„Und wenn sie nicht gestorben sind, dann leben sie noch heute“
Völlig in sich versunken, ab und zu mit einem leisen Lächeln im Gesicht, sitzen die Bewohnerinnen und Bewohner des Pfarrer Kurt Velten Altenpflegeheimes in Sohren im Halbkreis in der Cafeteria. Sie hören Phillip Sponbiel zu, der Märchen erzählt. Wobei – erzählen trifft es nicht ganz: Der Schauspieler aus Berlin inszeniert die Grimm´schen Geschichten, gibt den verschiedenen Gestalten eigene Stimmen und ahmt bei den „Bremer Stadtmusikanten“ die Laute von Esel, Hund, Katze und Hahn nach. „Märchenstunde“ steht fast ein bisschen lapidar auf dem Zettel, der auf dem Esstisch liegt – aber diejenigen, die im November beim ersten Mal dabei waren, als zur Märchenstunde eingeladen wurde, haben sich voller Vorfreude pünktlich eingefunden und wollten den neuen Auftritt auf keinen Fall verpassen. Mit dem „Froschkönig“ ging es diesmal los. „Dieses Märchen ist ja als `Der Froschkönig oder eiserne Heinrich´ bekannt – dabei spielt der erst ganz am Schluss eine Rolle, wissen Sie noch?“, fragt Phillip Sponbiel, bevor er startet. Einige Zuhörerinnen und Zuhörer nicken. Und obwohl sie alle die Märchen schon als Kinder gehört haben, sie ihren eigenen Kindern und oft auch den Enkelkindern vorgelesen haben, wird ihnen offenbar zu keinem Zeitpunkt langweilig: Sie lassen sich gern mitnehmen in diese vertraute Welt. Der Frosch, der darauf beharrt, dass die Königstochter das ihm gegebene Versprechen, bei ihr leben zu dürfen, einhält, das Schicksal des Kindes, das in „Der Teufel mit den drei goldenen Haaren“ mit einer Glückshaut geboren wurde und dem Teufel seine Geheimnisse und dazu noch drei goldene Haare entreißen kann und die landesflüchtigen Tiere, die in Bremen als Stadtmusikanten erfolgreich sein wollen und nebenbei Räuber aus ihrem Haus im Wald vertreiben – das alles erleben sie mit, tauchen ein in diese Geschichten. Sobald der Schauspieler beim glücklichen Ende angelangt ist, kommt Bewegung in die Runde. Der Satz „Und wenn sie nicht gestorben sind, dann leben sie noch heute“ wird von vielen mitgesprochen. Für nächste Woche kündigt Phillip Sponbiel noch an, dass Geschwister im Mittelpunkt stehen werden – unter anderem bringt er dann „Brüderchen und Schwesterchen“ und die Geschichte von Glücksmarie und Pechmarie – also „Frau Holle“ mit.

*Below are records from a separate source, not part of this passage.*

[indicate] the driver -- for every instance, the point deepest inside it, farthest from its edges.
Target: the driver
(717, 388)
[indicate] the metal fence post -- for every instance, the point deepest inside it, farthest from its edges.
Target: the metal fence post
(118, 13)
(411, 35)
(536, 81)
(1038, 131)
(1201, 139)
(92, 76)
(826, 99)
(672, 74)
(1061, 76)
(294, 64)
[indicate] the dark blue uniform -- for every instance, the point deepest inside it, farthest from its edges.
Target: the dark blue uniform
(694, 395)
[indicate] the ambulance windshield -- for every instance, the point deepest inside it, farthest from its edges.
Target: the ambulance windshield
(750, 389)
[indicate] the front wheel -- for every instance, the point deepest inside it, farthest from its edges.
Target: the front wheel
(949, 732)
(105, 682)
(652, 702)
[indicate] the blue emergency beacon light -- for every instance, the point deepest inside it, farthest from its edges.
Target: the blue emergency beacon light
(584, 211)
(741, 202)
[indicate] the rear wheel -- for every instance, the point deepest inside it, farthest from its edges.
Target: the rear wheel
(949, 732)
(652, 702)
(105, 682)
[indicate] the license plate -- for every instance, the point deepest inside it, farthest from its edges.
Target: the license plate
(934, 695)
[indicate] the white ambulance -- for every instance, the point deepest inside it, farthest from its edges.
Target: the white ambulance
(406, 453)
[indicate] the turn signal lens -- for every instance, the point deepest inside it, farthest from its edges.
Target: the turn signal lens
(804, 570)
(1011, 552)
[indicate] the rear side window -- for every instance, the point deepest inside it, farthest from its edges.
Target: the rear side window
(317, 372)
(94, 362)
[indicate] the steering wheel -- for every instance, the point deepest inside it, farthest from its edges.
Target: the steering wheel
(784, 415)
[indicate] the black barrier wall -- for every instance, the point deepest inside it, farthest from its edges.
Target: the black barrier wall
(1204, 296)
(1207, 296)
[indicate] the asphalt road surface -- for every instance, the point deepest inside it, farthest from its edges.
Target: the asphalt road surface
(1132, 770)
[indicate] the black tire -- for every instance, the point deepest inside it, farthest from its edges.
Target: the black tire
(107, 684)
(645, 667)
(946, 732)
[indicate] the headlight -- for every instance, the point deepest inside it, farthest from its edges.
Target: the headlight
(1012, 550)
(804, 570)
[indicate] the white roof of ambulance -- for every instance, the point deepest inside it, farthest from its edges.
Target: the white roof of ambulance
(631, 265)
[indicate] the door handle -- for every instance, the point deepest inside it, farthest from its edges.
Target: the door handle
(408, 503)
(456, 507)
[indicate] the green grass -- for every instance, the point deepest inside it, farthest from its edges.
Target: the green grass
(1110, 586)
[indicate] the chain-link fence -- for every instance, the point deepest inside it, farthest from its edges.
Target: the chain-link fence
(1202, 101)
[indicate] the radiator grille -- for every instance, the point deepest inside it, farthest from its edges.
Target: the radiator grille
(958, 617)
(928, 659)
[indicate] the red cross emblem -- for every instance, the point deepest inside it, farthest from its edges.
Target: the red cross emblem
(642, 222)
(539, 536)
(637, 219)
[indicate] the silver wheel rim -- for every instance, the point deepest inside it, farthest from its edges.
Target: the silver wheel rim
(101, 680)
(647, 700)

Märchen und Demenz: kognitive Leistungsfähigkeit erhalten
Dass die Märchen von einem Profi-Schauspieler vorgetragen werden, ist Teil eines ganz besonderen Programmes, das sowohl im Pfarrer Kurt Velten Altenpflegeheim, als auch im benachbarten Dr. Theodor Fricke Altenpflegeheim in Simmern umgesetzt wird. Dieses Programm kommt von MÄRCHENLAND, einem Zentrum für Prävention und Gesundheitsförderung aus Berlin, und beide Einrichtungen der Seniorenhilfe der Stiftung kreuznacher diakonie sind von diesem Kursangebot überzeugt. Dabei geht es dem Deutschen Zentrum für Märchenkultur beim Kurs „Es war einmal…. Märchen und Demenz“ darum, mit Hilfe lebendig erzählter Märchen die kognitive Leistungsfähigkeit der Zuhörerinnen und Zuhörer zu erhalten, ihre Erinnerungen an die alten Geschichten zu wecken und sie wach zu halten und damit gleichzeitig ihre psychische Gesundheit zu stärken. In der Praxis sorgen die Märchenstunden auch für eine Entlastung des Pflege- und Betreuungspersonals. Das haben die Mitarbeitenden schon nach der ersten Märchenstunde erlebt: „Bewohnerinnen und Bewohner mit Demenz haben sich bei der Märchenstunde an diesen immer wiederkehrenden Erinnerungsanker ‚Es war einmal‘, mit dem jedes Märchen beginnt, erinnert und mitgesprochen. Sind einige von ihnen sonst recht unruhig, so haben wir sie jetzt viel ruhiger erlebt. Am nächsten Tag war die Märchenstunde immer noch Thema. Die Menschen haben sich darüber ausgetauscht, wie toll das war, die Geschichten nicht einfach nur vorgelesen zu bekommen, sondern sie durch den Schauspieler erleben zu können“, schildert der Einrichtungsleiter des Pfarrer Kurt Velten Altenpflegeheims, Carsten Bachert.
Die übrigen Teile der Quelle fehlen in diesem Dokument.